Most races will provide port-a-potties, keep in mind that there will often be a line so be sure to give yourself time to go and make it back to the starting line in time for the race. If you feel the need to go during your race, many will often hold it in until they find a restroom, will go off course to find a local restroom, or will pee themselves. Hint: look at the race map- oftentimes they will show local port-a-potties near the course! Don't be afraid to hydrate because you're afraid you won't find a place to go- your body needs the water! Throughout your traning, you will get to know your body and will be able to plan accordingly!
-Fleet Feet Scottsdale
"This might sound like a stupid question but, how do I know the difference between general soreness from running or a potential injury?"
-Carl
Carl, there's no such thing as a stupid question!

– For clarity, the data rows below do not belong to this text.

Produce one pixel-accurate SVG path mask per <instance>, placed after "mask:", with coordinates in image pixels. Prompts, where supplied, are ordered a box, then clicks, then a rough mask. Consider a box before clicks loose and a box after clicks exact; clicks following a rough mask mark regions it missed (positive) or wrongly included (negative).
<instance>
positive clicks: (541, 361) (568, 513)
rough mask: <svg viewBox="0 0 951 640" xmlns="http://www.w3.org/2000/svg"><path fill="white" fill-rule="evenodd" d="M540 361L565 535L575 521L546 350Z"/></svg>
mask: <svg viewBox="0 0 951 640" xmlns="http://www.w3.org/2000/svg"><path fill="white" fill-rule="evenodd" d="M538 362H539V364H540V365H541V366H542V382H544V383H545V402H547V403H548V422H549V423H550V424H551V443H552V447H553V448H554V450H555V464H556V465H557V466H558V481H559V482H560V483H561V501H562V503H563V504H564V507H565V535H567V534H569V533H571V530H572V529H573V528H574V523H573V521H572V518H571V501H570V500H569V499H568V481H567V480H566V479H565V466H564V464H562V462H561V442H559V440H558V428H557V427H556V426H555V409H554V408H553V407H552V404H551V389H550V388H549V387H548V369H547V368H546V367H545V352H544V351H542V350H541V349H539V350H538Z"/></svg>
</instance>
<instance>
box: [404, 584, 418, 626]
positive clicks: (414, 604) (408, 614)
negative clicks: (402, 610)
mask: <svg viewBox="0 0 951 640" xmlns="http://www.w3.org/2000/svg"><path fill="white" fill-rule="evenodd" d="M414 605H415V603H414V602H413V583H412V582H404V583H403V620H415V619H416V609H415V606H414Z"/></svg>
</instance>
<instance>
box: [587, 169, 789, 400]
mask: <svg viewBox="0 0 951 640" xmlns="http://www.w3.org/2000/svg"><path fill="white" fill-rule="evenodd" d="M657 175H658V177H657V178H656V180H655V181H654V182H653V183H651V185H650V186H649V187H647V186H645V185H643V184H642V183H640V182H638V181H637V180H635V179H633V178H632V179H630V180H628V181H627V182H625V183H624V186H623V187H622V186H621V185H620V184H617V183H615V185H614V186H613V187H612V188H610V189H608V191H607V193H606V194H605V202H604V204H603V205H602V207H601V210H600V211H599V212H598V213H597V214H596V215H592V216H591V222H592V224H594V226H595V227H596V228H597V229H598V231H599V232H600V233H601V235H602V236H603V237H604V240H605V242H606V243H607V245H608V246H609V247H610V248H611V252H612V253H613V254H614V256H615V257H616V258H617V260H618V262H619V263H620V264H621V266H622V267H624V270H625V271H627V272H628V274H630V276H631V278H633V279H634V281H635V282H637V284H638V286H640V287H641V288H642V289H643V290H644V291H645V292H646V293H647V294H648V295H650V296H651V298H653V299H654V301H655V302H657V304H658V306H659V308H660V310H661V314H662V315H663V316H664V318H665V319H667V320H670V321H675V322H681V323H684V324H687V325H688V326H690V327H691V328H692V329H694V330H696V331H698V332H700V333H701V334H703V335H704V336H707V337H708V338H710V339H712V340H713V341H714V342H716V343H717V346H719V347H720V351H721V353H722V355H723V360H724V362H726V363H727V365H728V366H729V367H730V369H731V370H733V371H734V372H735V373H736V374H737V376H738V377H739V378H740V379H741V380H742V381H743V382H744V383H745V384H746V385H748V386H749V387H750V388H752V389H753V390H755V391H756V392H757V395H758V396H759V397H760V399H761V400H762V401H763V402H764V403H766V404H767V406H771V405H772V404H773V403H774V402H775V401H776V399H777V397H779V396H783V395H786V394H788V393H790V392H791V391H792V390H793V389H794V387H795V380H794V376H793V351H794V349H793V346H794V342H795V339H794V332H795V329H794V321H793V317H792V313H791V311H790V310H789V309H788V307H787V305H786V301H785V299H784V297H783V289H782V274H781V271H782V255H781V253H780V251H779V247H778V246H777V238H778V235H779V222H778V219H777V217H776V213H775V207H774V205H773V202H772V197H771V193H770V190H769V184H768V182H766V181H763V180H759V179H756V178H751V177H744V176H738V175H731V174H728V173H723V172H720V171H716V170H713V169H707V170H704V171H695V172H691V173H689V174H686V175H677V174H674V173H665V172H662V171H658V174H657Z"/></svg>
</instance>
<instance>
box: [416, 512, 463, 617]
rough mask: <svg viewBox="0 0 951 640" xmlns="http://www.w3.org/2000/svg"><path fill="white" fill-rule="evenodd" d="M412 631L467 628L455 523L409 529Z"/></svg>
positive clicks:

As a beginner runner or somebody who is starting running after a long break, general soreness is inevitable. Muscles will feel tight and sore to the touch and joints might be slightly achy, versus something more serious that might be marked as a sharp pain. A good rule of thumb, if your muscles are sore, continue exercise at a lower intensity level. If you are feeling any sharp pain, rest. If it doesn't go away, see a medical professional.